Sabrina Barm, an derselben Hochschule in seinen Fußstapfen, erklärt: „Der Kanubootsbau bedient einen so kleinen Markt, dass an automatisierte Fertigungsmethoden nicht zu denken ist. Die meisten Boote beziehen wir aus Osteuropa, wo sie durch Nasslaminieren hergestellt werden.“ Die Formgebung sei empirisch, im Kanusport gebe es dazu kaum fundierte Studien. Zudem sei die Struktur der Boote nicht leichtbaugerecht, die Lebensdauer zu gering.
Als aktive Kanutin wollte sie wissen, was denn bei ingenieurwissenschaftlicher Herangehensweise herauszuholen wäre. Sie regte ein Projekt für ein CFK-Wettkampfboot an. Daraus wurde eine dreiteilige Arbeit mit ihren Studienkollegen Lianna Gottfried, Alexander Grimm und David Thull.
Wichtig sind die Fahreigenschaften. Nur eine geeignete Rumpfgeometrie ermöglicht es den Sportlern überhaupt, gute Leistungen zu bringen. Auch darf das Eigengewicht nicht zu groß sein, trotz hohen Anforderungen an Steifigkeit und Festigkeit. CFK ist prädestiniert dafür, und so werden Composites-Rennboote mit Carbonfasern gebaut, meist in Kombination mit Aramidfasern. Das Team aus dem Masterstudiengang „Leichtbau und Faserverbundtechnologie“ definierte Parameter, um die Rumpfform zu beschreiben, und legte Zielkriterien für Kanuslalom-Rennboote fest. In strömungstechnischen Simulationen ermittelten die Studierenden eine ideale Rumpfgeometrie. Anschließend entwickelten sie die Struktur des Bootes und fertigten im dritten Schritt den Prototypen, größtenteils manuell.

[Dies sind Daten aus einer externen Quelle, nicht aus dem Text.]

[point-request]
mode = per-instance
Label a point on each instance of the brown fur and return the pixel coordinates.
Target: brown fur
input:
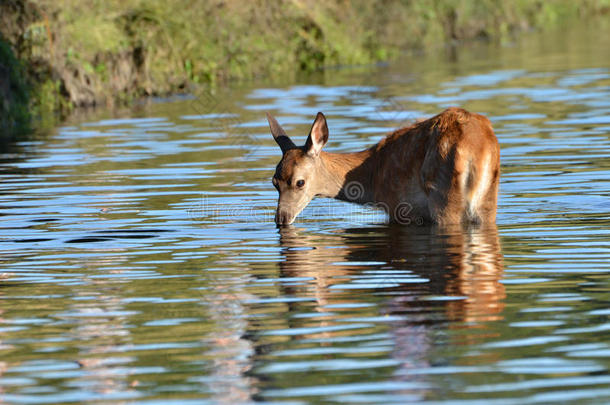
(443, 170)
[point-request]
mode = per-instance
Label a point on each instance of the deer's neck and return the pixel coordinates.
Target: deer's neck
(347, 176)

Auch dieses Rennsportkanu wird aus zwei Halbschalen gefügt, die jedoch im Vari-Verfahren entstehen: Die Vakuum-Infusion bewirkt eine bessere Harzdurchtränkung und eine höhere Verdichtung als das Nasslaminieren. Das Formwerkzeug aus Styrodur fräst ein Roboter aus. CFK-Rippen in Sandwichbauweise versteifen die dünnen Composites-Halbschalen. Zu der Verrippung zählt auch ein Rahmen entlang der Nahtstelle, der hohe Lasten aufnimmt, etwa bei Kollisionen.
Statt die Bootshälften mit einem einfachen Aramid-Band zu verkleben, wählten die Augsburger eine robustere Methode: Zuerst fixieren sie die Ober- und Unterschale durch Verkleben zweier Stoßebenen. Dann stellen sie eine geschäftete Verbindung mit gestuften CFK-Lagen her. Diese Verbindung ist nicht nur großflächiger, sondern kann Lasten auch in sich selbst aufnehmen. Nach dem Schäften wird der Prototyp getempert.
„Wir haben erfolgreich eine neue Struktur ausprobiert“, resümiert Sabrina Barm. „Das Boot war leicht und überzeugte mit hervorragenden Fahreigenschaften.“ Mit einem Strukturgewicht von 7,4 kg blieb es im Zielkorridor unter 8 kg und erwies sich in Tests als mechanisch sehr belastbar.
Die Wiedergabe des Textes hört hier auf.